If we believed everything we saw in the movies, we’d purposely be spilling our hazardous chemicals to become a super human, or a zombie, or a joker, or even a turtle.

How much fun would that be? The kids arrive home from school wondering what form they’d find you in today. Will you be waiting with a snack, or will you be the Hulk, mad as hell that beds weren’t made that morning?

But that’s not reality.

Hazardous spills in our homes can be severe and cause nasty injuries. The good news is there are easy steps you can take to contain dangerous spills.

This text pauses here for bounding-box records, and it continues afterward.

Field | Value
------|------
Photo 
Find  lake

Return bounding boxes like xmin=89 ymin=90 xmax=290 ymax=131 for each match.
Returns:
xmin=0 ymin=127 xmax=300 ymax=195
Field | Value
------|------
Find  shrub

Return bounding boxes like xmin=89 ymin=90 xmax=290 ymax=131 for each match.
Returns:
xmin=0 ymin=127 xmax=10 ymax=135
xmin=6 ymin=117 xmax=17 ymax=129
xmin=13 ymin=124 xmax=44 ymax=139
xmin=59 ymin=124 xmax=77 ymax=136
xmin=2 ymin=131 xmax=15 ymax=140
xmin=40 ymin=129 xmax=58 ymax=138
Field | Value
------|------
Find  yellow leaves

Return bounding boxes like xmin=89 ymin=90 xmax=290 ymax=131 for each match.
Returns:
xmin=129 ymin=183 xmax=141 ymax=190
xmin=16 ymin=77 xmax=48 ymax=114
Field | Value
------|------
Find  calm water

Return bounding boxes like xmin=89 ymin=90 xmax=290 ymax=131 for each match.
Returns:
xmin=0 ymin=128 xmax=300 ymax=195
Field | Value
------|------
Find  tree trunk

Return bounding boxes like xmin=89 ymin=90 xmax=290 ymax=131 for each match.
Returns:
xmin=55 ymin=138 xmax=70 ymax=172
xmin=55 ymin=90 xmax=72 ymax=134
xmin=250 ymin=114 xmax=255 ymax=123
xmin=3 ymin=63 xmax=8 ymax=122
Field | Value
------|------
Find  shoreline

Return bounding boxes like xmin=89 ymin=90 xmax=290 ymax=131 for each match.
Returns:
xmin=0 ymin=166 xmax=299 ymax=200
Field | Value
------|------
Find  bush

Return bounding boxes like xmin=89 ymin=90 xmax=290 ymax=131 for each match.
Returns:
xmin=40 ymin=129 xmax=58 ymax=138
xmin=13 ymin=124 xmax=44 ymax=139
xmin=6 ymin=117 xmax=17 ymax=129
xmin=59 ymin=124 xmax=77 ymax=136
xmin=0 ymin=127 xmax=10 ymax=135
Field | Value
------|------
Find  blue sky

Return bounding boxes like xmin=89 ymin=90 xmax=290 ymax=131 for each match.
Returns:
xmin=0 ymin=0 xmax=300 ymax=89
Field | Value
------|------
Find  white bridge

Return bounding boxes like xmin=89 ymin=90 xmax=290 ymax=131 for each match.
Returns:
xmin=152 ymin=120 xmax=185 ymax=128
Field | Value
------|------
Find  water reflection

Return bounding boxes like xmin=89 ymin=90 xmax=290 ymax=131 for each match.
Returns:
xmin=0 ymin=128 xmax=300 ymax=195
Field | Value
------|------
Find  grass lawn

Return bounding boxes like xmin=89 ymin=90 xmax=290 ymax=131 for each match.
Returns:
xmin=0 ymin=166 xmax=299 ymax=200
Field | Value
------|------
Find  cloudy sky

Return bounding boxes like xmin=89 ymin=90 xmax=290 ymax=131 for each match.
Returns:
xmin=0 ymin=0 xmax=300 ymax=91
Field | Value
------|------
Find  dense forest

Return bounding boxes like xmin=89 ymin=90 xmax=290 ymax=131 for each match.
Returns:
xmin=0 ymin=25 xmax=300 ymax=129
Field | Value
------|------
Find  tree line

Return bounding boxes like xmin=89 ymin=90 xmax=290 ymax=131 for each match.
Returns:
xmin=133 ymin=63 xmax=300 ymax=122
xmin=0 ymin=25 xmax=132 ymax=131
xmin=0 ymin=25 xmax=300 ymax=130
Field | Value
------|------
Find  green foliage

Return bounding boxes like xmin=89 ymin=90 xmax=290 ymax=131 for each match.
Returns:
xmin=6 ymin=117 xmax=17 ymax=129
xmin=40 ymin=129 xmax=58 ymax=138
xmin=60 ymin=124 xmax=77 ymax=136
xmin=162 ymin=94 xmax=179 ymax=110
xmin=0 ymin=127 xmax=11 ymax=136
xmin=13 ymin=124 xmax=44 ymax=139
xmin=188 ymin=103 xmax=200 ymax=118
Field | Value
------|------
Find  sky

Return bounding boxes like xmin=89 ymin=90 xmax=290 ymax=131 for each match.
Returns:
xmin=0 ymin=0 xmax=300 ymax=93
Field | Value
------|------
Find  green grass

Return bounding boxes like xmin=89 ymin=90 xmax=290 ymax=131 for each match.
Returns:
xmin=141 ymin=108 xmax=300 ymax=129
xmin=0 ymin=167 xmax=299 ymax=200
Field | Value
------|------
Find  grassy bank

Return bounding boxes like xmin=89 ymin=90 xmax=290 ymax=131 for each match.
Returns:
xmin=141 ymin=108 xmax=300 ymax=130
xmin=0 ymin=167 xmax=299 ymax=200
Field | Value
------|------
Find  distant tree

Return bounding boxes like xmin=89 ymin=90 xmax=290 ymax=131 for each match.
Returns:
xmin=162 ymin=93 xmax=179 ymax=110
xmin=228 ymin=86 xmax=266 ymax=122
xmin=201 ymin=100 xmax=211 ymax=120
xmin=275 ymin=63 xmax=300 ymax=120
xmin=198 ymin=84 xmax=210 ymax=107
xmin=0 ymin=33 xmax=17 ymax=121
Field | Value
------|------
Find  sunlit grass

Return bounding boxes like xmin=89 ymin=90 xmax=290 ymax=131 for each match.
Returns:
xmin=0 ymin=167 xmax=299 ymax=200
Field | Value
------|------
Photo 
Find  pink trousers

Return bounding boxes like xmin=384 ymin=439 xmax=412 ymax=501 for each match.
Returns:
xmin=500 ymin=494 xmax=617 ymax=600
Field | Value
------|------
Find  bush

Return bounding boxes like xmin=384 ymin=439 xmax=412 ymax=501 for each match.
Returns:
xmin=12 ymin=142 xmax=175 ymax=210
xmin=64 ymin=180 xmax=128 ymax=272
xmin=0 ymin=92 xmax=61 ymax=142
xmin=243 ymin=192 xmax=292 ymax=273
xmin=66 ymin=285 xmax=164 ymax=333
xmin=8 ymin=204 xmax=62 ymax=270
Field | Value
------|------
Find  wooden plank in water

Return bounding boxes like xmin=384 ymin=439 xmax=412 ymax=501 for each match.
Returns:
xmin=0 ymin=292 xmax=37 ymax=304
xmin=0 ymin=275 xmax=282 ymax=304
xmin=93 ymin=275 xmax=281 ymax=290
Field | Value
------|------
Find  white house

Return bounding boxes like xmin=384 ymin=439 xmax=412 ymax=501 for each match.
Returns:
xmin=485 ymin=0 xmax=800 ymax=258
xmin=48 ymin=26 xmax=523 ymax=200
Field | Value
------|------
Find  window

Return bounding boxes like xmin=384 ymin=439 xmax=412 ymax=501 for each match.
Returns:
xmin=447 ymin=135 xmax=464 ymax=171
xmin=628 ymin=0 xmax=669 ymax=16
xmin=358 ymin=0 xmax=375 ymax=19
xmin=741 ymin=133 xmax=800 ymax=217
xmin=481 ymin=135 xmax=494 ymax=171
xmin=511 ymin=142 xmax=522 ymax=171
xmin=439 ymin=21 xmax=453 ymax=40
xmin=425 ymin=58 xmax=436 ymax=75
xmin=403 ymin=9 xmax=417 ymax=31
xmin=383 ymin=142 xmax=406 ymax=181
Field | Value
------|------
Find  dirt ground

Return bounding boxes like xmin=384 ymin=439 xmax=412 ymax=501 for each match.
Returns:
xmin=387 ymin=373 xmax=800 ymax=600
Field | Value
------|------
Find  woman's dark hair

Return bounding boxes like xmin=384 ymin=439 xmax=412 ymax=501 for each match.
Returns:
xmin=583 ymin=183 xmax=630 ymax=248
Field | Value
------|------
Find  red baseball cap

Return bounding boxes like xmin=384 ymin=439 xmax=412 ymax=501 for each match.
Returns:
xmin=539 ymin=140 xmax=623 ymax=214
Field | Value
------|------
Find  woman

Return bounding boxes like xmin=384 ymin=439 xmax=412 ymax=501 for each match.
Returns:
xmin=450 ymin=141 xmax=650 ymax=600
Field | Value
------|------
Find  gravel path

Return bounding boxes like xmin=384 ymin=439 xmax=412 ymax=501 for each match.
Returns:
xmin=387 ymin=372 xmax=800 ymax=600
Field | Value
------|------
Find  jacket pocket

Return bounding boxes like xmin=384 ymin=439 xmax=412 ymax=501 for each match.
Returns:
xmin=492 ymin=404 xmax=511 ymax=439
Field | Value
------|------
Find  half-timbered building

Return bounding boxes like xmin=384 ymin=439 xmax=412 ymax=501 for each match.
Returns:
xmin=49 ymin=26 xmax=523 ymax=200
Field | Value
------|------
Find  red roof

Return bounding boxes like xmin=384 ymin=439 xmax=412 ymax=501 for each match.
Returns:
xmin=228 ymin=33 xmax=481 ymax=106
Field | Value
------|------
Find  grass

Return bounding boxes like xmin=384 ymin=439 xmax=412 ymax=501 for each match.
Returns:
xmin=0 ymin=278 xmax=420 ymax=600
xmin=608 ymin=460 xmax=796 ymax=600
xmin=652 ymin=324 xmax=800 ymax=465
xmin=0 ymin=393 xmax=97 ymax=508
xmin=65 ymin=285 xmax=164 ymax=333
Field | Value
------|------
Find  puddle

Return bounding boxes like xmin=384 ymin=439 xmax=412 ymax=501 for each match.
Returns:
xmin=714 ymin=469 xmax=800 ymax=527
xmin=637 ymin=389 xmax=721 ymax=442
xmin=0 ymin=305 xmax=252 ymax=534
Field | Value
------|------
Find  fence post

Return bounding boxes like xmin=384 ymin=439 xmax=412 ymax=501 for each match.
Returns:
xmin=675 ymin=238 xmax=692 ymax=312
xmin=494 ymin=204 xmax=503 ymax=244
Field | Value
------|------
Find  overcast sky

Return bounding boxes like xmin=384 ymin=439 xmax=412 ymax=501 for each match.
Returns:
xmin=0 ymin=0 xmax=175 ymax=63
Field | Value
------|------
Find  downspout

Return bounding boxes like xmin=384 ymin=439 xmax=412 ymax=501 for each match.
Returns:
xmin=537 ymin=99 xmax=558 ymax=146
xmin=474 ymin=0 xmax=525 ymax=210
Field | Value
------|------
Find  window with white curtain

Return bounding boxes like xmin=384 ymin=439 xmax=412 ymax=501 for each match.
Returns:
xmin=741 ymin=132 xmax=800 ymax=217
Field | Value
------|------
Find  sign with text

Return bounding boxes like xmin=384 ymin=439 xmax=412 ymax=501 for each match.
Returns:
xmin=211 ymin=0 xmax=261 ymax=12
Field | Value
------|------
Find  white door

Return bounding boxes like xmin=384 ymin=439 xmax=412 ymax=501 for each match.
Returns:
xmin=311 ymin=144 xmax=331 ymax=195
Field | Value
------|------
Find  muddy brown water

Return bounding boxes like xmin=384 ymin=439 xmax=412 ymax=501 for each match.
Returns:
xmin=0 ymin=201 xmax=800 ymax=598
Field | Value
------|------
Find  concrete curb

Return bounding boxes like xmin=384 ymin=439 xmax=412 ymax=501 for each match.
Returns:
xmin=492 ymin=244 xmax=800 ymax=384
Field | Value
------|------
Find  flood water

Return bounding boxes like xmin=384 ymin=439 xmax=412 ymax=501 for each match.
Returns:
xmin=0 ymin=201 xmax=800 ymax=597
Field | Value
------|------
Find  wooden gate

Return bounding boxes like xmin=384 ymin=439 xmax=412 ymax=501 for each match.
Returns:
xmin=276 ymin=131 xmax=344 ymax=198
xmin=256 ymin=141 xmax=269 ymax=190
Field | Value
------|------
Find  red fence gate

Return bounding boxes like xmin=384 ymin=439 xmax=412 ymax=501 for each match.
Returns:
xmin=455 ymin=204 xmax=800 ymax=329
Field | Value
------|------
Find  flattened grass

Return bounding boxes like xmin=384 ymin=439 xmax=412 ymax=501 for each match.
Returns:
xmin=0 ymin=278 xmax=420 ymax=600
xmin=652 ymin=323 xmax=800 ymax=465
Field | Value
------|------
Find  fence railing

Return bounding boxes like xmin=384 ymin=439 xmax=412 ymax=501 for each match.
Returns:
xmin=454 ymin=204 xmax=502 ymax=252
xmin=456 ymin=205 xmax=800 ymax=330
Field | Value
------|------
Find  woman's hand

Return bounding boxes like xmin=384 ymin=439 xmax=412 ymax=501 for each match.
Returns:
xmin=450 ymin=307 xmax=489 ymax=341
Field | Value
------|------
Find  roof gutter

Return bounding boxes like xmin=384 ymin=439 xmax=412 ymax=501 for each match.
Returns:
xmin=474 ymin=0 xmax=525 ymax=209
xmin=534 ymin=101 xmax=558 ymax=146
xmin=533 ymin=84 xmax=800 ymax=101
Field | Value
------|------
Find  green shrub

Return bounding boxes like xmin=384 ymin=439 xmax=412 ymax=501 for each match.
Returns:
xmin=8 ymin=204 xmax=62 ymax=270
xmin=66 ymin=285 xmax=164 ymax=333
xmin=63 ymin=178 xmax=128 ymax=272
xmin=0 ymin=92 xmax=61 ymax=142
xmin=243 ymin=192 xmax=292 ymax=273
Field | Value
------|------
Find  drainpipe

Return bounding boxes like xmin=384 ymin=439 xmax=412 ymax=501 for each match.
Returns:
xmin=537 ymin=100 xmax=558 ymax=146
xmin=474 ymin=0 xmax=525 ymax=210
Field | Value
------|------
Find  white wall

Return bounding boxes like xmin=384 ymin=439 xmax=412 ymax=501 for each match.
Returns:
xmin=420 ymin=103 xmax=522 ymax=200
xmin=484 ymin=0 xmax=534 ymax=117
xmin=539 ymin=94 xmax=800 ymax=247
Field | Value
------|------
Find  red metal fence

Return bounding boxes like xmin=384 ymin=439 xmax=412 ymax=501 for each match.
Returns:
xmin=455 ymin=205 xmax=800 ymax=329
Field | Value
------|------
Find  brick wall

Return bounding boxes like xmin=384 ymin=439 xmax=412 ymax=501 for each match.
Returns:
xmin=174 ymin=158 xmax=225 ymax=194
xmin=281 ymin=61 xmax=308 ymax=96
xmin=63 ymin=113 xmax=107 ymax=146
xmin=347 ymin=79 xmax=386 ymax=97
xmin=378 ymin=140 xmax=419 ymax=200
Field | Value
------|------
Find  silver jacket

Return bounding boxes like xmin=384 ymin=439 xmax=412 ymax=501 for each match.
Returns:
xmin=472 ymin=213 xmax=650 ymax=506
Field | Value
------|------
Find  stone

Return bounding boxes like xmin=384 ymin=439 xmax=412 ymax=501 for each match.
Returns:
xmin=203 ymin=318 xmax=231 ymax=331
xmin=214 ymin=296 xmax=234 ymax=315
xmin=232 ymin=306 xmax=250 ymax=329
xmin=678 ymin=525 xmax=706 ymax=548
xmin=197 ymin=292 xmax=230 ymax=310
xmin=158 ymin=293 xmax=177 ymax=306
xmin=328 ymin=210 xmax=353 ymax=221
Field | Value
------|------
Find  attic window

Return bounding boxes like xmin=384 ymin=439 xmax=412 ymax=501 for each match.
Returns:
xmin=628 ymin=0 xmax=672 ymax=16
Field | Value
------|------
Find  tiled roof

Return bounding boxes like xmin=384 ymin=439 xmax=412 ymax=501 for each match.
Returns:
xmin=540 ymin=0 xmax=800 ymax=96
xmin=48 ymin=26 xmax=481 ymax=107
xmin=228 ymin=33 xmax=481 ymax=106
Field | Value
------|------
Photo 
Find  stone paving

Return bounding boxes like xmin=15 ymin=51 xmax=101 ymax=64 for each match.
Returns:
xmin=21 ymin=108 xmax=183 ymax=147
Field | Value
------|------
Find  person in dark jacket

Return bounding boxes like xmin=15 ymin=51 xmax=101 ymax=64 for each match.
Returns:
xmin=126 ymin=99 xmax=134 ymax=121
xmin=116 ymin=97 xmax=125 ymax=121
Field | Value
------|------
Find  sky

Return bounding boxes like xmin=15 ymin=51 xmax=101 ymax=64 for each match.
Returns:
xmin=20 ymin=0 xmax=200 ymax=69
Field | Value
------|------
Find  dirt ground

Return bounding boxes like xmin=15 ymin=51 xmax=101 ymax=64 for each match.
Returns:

Here are the top 3 hazardous spills and how to fix them

  • Cooking oil

If you have one mission in life, make it that you never spill cooking oil in your kitchen. Whether it’s knocking over an open bottle, dropping your deep fryer, or knocking a pan off the stove, the result is the same: a greasy liquid pond slowly spreading across your kitchen floor and heading to the great beyond under your cupboards. And broken glass is often added to the pond, making you shake your head and wonder what to do first.

To clean up: If you have glass in the spill, put on shoes (safety first as you don’t want to add blood to the mix), and use tongs to pick up the glass. Wrap up the glass in a newspaper for disposal. Then cover the oil with an absorbent material such as kitty litter, corn starch, baking soda, salt or sand. Let it soak for 15 minutes before using paper towel to clean it up. Finally, wipe the floor with slices of bread (seriously) or paper towels to remove the remaining oil residue.

  • Household cleaners

Does this sound familiar? You’ve left the open bottle of cleaner next to you as you’re scrubbing out the bath, the shower, the basin, the toilet, the tiles. The next thing you know, you’ve bumped it, and you’ve got a river of cleaner crossing your floor. Be careful: abrasive cleaners often have toxic fumes that may cause you to pass out when in confined spaces like toilets. They can also irritate your skin and cause rashes.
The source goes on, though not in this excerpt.